Recently, the 11th Sino-French Hematology Academic Conference of the Chinese Medical Doctor Association was successfully held in Tianjin, attracting hundreds of domestic and international authoritative experts and scholars in the field of hematology. During the conference, "Hematology Frontier" specially invited Dr. Norbert Claude Gorin from Hôpital Saint-Antoine in Paris, a member of the French National Academy of Medicine, and a foreign academician of the Chinese Academy of Engineering, to discuss the evolution of the role of autologous transplantation in the treatment of acute myeloid leukemia (AML) and the challenges and potential of immunotherapy in AML treatment.

Hematology Frontier: Given the historical significance of autologous transplantation in AML treatment, how do you envision the future role of this approach evolving amidst the emergence of novel drugs and immunotherapies?

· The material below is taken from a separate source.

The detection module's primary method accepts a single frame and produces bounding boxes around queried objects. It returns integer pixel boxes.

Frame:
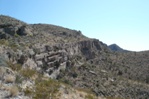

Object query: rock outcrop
[0,16,149,99]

Dr. Norbert Claude Gorin: In the treatment of acute myeloid leukemia , allogeneic hematopoietic stem cell transplantation is often considered the most effective post-remission treatment method. It primarily relies on the graft-versus-leukemia effect, which involves an immune response by donor T cells against tumor surface antigens to eliminate leukemia cells. However, this process can be toxic, and sometimes the intensity of the treatment needs to be reduced to mitigate this toxicity.In contrast, autologous hematopoietic stem cell transplantation has the advantages of no donor restrictions, no graft-versus-host disease , and low transplant-related mortality. However, its anti-tumor effect is relatively weak. With the emergence of new drugs and immunotherapies, the future role of ASCT may evolve. On one hand, ASCT can serve as a treatment option for patients who are not suitable for allo-HSCT. For those who cannot find a suitable donor or cannot tolerate the high-intensity treatment of allo-HSCT, ASCT still has value. On the other hand, combining immunotherapy is expected to make up for the weakness of ASCT’s anti-tumor effect and enhance the anti-tumor immune response after ASCT. Currently, strategies combining ASCT with immunotherapy are being explored, aiming to achieve the same therapeutic effects as allo-HSCT while reducing side effects and improving patients’ quality of life. The exploration and optimization of this strategy are undoubtedly one of the important directions for future AML treatment research.In summary, the emergence of new drugs and immunotherapies has brought new opportunities and challenges to AML treatment. Autologous transplantation still has its value in specific patient populations, and by combining with emerging therapies, it may continue to play an important role in AML treatment in the future.

Hematology Frontier: What are the potential advantages or challenges of immunotherapies such as CAR-T cell therapy or immune checkpoint inhibitors in reviving autologous transplantation as a treatment modality for AML?

Dr. Norbert Claude Gorin: Immunotherapy holds significant promise in the treatment of acute myeloid leukemia , with immune checkpoint inhibitors such as anti-CD47 monoclonal antibodies enabling macrophages to target and eliminate AML cells. This approach enhances the immune system’s attack on cancer cells by blocking immunosuppressive signals. CAR-T cell therapy involves genetically engineering a patient’s T cells to recognize and destroy specific cancer cells, including those of AML. These treatments offer precision medicine, reducing damage to healthy cells and potentially leading to long-term disease control.However, immunotherapy in AML faces considerable challenges. One is identifying suitable targets, as antigens on AML cells may also be expressed on normal hematopoietic stem cells, risking treatment-related toxicity. Secondly, immune evasion can occur as tumor cells may downregulate the expression of target antigens to escape immune attacks. Additionally, immunotherapy can cause severe side effects, such as cytokine release syndrome and immune effector cell-associated neurotoxicity syndrome , which require close monitoring and proper management.In summary, while immunotherapy shows tremendous potential in AML treatment, it also needs to overcome several challenges. Future research may focus on developing safer and more effective immunotherapeutic strategies and how to combine these with other treatment modalities, such as chemotherapy, to improve treatment outcomes and quality of life for AML patients.

Hematology Frontier: What clinical trials are currently underway that combine immunotherapy with autologous transplantation strategies, and what are the anticipated impacts of these trial results on AML treatment?

Dr. Norbert Claude Gorin: As far as I know, in the treatment of acute myeloid leukemia , the MyloFrance-1 single-arm phase II study evaluated the efficacy of gemtuzumab ozogamicin monotherapy in adult patients with CD33-positive AML at first relapse. The study involved 57 patients with a median age of 64 years (ranging from 22 to 80 years), and the complete remission rate was 26%, with a median relapse-free survival of 11.6 months. These results suggest that gemtuzumab ozogamicin can be an effective treatment option for this patient population .As more clinical trials are conducted and their results are published, we can anticipate that the therapeutic strategy combining immunotherapy with autologous transplantation will continue to be optimized and refined in the treatment of AML. This approach holds the potential to offer more hope and better therapeutic outcomes for AML patients.